Critical issues for CITES on the table
Geneva, Switzerland, 11th January 2016—This week a number of issues fundamental to the success of the Convention on International Trade in Endangered Species of Wild Fauna and Flora (CITES) as a conservation tool will be under discussion.
During the Convention’s regular Standing Committee, measures to be discussed include proposals to ensure that trade in captive bred-species—such as reptiles for the skin and pet trade—is not used to launder these species from the wild.
TRAFFIC has highlighted a number of cases where wild-sourced animals have been fraudulently declared as captive-bred in order to make their international trade appear legal, including fraudulent trade in Tokay Geckos, Earless Monitor Lizards, pythons and birds.
Traceability will also be a key issue discussed at the Standing Committee. The meeting will be examining systems that will be able to track wildlife products—such as shark products—to ensure relevant national and international legislation is being adhered to throughout the trade chain and in a transparent manner, for example to prevent the mixing of products sourced from sustainable and unsustainable sources. TRAFFIC recently completed an analysis of this issue, which will help inform these deliberations.
Another vital issue are proposals for a review of the CITES National Legislation Project—the process to ensure that the legislation of a particular country effectively implements the provisions of CITES nationally. With key gaps and weaknesses already exposed in the national legislation of many countries, TRAFFIC will be supporting efforts to create a more robust system to ensure that the CITES legislation in all countries is fit for purpose and does not allow legal loopholes to provide cover for illegal and unsustainable wildlife trade to flourish.
The rampant on-going poaching and illegal trade in large mammal products will be the focus of a number of agenda items during the meeting.
With regard to elephants, TRAFFIC would like to see further progress being made by several countries in the implementation of their CITES National Ivory Action Plans. This process has been absolutely crucial in ensuring that the countries involved are taking quite specific, measurable and time-bound actions to tackle critical gaps and weaknesses in their efforts to curtail illegal ivory trade.
Although some countries, and Thailand in particular, have made commendable progress, it is clear the process is being hampered through a lack of resources—both financial and technical—as a significant barrier to effective implementation of these plans and we hope that the international community responds to this need at the meeting.

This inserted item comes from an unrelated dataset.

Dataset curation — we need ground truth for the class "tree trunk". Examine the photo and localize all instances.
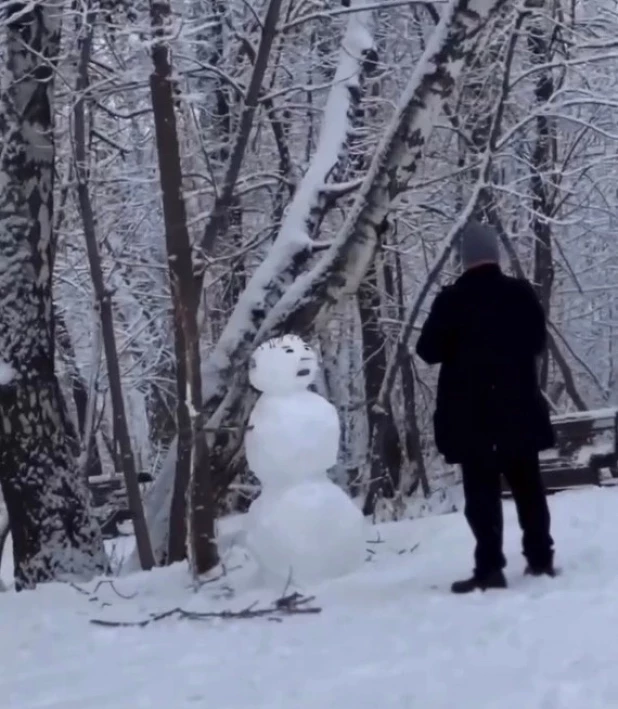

One significant development from the last CITES Conference of the Parties (CoP16) was the increased attention being paid to the issue of reducing demand for illegal wildlife products through changing consumer behaviour in destination markets. In particular, a CITES Decision was adopted calling for the development and implementation of effective demand reduction strategies by consumer States to curtail demand for rhino horn. TRAFFIC urges countries to ensure this critical issue, which has the potential to have a significant impact on a number of species not just rhinos, remains at the forefront and proposals during the Standing Committee meeting.